I fairly recently replaced a water pump in my wife's 2013 Lexus. Much easier than doing so in my old 1998 Accord. I didn't even need to pull the timing cover off, for hers.

[–] korazail@lemmy.myserv.one 2 points 8 hours ago

Ah... see, you two are about a decade too early for the OP issue.

I don't have a 2026-model car, since those cost as much as a house nowadays, but they also have a water pump; theirs with a microcontroller. Said pump won't work unless it's had it's special flavor of authentication handled so the computer in the pump (which adds non-negligible cost) can talk to the rest of the car. That's computer's only job is to tell the pump it's authentic and can work.

(I'm simplifying, I'm IT secops, not auto) Used to be there was a literal wire that ran from the turn signal stalk to the actual lightbulb. We replaced that with CAN bus, so the stalk just sends a "we're turning left" signal that the lights are listening for, like a home network where your computer sends a signal to the printer so you can print a document. In a home network, you might have a real threat vector of an attacker trying to intercept your locally-transmitted data, so there's a mild use case for encrypting everything to remove that risk.

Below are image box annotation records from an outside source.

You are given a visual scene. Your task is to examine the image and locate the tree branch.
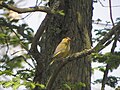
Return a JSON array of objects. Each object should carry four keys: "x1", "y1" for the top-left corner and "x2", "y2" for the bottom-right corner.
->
[
  {"x1": 46, "y1": 23, "x2": 120, "y2": 90},
  {"x1": 0, "y1": 1, "x2": 53, "y2": 13}
]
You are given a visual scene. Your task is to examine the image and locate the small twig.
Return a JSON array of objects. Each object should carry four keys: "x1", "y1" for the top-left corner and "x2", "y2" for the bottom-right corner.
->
[
  {"x1": 109, "y1": 0, "x2": 115, "y2": 26},
  {"x1": 98, "y1": 0, "x2": 120, "y2": 7},
  {"x1": 0, "y1": 1, "x2": 51, "y2": 14}
]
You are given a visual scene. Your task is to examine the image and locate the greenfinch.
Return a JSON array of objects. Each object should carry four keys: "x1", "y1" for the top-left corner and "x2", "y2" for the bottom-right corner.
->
[{"x1": 50, "y1": 37, "x2": 71, "y2": 65}]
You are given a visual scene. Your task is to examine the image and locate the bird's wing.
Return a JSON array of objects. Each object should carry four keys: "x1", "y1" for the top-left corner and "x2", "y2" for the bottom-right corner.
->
[{"x1": 53, "y1": 43, "x2": 67, "y2": 57}]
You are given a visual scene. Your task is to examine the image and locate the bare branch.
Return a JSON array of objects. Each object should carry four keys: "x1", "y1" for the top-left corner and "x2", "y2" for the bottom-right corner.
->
[
  {"x1": 46, "y1": 23, "x2": 120, "y2": 90},
  {"x1": 109, "y1": 0, "x2": 114, "y2": 26},
  {"x1": 0, "y1": 1, "x2": 52, "y2": 13}
]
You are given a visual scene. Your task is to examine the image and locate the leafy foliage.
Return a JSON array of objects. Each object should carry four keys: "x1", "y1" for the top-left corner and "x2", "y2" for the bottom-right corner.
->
[
  {"x1": 94, "y1": 76, "x2": 120, "y2": 88},
  {"x1": 62, "y1": 82, "x2": 86, "y2": 90}
]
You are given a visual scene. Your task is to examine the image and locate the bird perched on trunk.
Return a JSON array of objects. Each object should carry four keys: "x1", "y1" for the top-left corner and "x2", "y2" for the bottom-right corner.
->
[{"x1": 50, "y1": 37, "x2": 71, "y2": 65}]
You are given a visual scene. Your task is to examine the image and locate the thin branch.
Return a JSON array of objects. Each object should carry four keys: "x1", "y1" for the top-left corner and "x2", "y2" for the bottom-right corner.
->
[
  {"x1": 0, "y1": 1, "x2": 52, "y2": 13},
  {"x1": 109, "y1": 0, "x2": 115, "y2": 26},
  {"x1": 98, "y1": 0, "x2": 120, "y2": 7},
  {"x1": 46, "y1": 23, "x2": 120, "y2": 90}
]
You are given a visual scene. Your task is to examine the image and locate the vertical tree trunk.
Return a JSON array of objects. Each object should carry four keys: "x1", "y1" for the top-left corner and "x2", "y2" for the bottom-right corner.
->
[{"x1": 33, "y1": 0, "x2": 92, "y2": 90}]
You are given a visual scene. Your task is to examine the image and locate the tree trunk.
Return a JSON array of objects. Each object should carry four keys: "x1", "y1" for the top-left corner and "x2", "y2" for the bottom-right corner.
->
[{"x1": 35, "y1": 0, "x2": 92, "y2": 90}]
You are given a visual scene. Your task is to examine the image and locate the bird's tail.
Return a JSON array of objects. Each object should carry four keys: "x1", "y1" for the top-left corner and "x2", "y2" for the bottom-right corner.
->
[{"x1": 49, "y1": 60, "x2": 55, "y2": 66}]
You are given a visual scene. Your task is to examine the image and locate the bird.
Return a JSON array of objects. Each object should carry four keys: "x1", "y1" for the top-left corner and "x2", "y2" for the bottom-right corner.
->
[{"x1": 50, "y1": 37, "x2": 71, "y2": 65}]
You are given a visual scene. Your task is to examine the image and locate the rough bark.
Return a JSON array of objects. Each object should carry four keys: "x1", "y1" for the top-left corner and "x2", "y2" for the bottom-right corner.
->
[{"x1": 38, "y1": 0, "x2": 92, "y2": 90}]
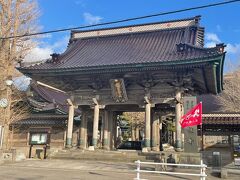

In my car, there's no man-in-the-middle danger for someone trying to snoop on my turn-on-wipers signal. Other than aggregate data about how you drive, there's no data there to leak anyway, it's all operations. These manufacturers devised a system to 'protect' your car network, and are now leveraging it to spy on you (by harvesting your usage data in aggregate -- this guy likes to accelerate aggressively and turn without signaling) and also lock out third party parts by ensuring they can't talk over the local network because they are untrusted by the other parts.

There are documented cases where a car has been 'hacked', but those are generally... spoliers... cars with "genuine" parts with software vulnerabilities that don't need to exists in the first place, and maybe we could spend more time on ensuring the bluetooth stack can't even see the engine instead of ensuring the water pump must be able to prove it's legit.

(*Side note, While double checking my knowledge, I found this. It has a reference to MOST, and I can't imagine the self control needed to not name this 'Media Oriented Inter-Systems Transport' instead. I would not have made it.)

I think I'm preaching to the choir here, but back in early 2000s-2010s, we were still in a gilded age of car-can-have-computer-and-do-cool-thing, and now we are in car-must-have-computer-to-fuck-consumer. Same thing is happening in your phone, and soon will be happening in your house. "Sorry it's so hot in there, the non-samsung AC isn't compatible with your H0-US-3 model.